Vulkan API calls to GPU drivers

Vulkan API calls to GPU drivers - api

Background:
I have been eyeing writing an application which needs very basic but fast graphics (just drawing lines and squares), and I'm probably going to use a library such as GLFW, or Vulkano if i'm going with Rust.
I want to understand a specific, and I guess quite practical, detail of the Vulkan API. I understand that GPUs can be quite a complicated topic, but I want to emphasize that I don't have any background in low-level graphics or Vulkan, so I understand if my question cannot be answered, or if my question does not even make sense. I'll try my best to use the correct terminology. I have to admit, I'm not the best at skimming through and looking at large amounts of source code I don't quite understand and still grasp the overall concept, which is why I hope I can find my answer here. I've tried looking at the source code for Vulkan and Mesa drivers, but it bore no fruit.
ORIGINAL Question:
I want to understand how an API call is propagated to the GPU driver.
I have searched around, but couldn't find the specifics I am searching for.

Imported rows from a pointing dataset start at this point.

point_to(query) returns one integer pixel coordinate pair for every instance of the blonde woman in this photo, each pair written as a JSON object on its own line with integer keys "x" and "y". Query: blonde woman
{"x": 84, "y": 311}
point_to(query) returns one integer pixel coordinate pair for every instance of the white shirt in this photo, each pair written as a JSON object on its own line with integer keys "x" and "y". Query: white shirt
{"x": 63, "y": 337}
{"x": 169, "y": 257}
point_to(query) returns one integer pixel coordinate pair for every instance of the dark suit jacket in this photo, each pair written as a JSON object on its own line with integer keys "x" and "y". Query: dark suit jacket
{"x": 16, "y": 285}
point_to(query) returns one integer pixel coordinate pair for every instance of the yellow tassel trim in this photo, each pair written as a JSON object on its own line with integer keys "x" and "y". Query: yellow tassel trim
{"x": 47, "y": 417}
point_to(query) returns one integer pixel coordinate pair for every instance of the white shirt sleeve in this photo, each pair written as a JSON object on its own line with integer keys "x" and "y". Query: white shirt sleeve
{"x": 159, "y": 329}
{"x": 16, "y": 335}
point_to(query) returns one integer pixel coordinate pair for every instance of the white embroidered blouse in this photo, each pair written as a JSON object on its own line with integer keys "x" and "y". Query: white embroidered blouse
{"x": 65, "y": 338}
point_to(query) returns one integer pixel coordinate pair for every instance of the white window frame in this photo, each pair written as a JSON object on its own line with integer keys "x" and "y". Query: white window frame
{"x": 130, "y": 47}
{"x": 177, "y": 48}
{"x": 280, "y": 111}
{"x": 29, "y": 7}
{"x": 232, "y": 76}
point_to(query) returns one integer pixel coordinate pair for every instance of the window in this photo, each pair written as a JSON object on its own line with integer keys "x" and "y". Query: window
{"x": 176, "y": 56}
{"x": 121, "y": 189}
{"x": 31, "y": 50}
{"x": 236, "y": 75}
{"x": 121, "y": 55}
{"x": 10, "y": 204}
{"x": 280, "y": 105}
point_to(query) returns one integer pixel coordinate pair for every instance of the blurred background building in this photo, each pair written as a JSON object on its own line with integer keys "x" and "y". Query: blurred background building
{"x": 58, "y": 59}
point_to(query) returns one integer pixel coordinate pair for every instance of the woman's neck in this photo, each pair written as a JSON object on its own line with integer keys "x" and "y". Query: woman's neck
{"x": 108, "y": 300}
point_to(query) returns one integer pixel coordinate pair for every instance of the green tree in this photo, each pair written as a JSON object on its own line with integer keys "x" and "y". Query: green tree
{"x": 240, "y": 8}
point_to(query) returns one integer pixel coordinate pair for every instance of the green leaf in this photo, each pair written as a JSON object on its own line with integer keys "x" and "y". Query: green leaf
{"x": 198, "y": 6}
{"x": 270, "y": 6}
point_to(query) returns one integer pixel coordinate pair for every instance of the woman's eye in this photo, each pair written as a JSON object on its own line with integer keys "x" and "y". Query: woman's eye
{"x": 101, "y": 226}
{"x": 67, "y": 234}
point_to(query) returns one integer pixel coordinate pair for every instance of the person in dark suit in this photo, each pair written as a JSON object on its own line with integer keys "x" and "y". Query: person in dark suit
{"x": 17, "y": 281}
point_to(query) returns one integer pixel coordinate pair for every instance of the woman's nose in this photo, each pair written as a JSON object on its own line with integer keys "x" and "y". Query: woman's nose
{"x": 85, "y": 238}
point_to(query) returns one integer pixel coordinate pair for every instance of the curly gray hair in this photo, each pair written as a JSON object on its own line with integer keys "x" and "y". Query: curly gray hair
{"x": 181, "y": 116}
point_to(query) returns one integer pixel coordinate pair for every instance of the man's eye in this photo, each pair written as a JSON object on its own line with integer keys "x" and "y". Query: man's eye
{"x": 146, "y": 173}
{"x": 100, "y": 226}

The closest posts I've found are these two:
https://softwareengineering.stackexchange.com/questions/279069/how-does-a-program-talk-to-a-graphics-card
https://superuser.com/questions/461022/how-does-the-cpu-and-gpu-interact-in-displaying-computer-graphics
They both mention something similar to "In order to make the GPU do something, you have to make a call via a supported API". I know that, but neither of the two dig into the specifics of how that API call is made. Hopefully, the diagram below illustrates my question.
MyVulkanProgram.c with "#include <vulkan/vulkan.h>"
|
| (Makes call via Vulkan API)
v
This is the part I don't understand!
|
v
Driver (Mesa, for example) takes the request sent via the Vulkan API.
|
| (Driver asks GPU to perform task)
v
GPU does task
I don't care what or how the GPU does something. Just how it is invoked through the API call via Vulkan and how it propagates through the system. Ideally what I'm looking for is a code-snippet or link to where in the Vulkan source code the actual request is sent to the driver.
Or have I gotten it all wrong? Is Vulkan more part of the driver than I realize? Is it maybe the case that the driver includes the same Vulkan header as my "MyVulkanProgram.c" and the driver is linked together with library files such as libvulkan.so et al? Is it more like the diagram below?
MyVulkanProgram.c with "#include <vulkan/vulkan.h>"
|
| (Makes call via Vulkan API)
v
Driver (Mesa, for example, which includes the vulkan headers and is linked with the Vulkan shared object-files) takes the request sent via the Vulkan API.
|
| (Driver asks GPU to perform task)
v
GPU does task
Might be a basic question, might not be, but I'm confused nonetheless. Very thankful for any answers!
UPDATED Question:
After having read the answer from #krOoze (answer from krOoze), and given the "Vulkan loader" overview figure in the mentioned document, I can more precisely express my question.
How does an application, making a call via the Vulkan API, reach the ICD via the Vulkan loader?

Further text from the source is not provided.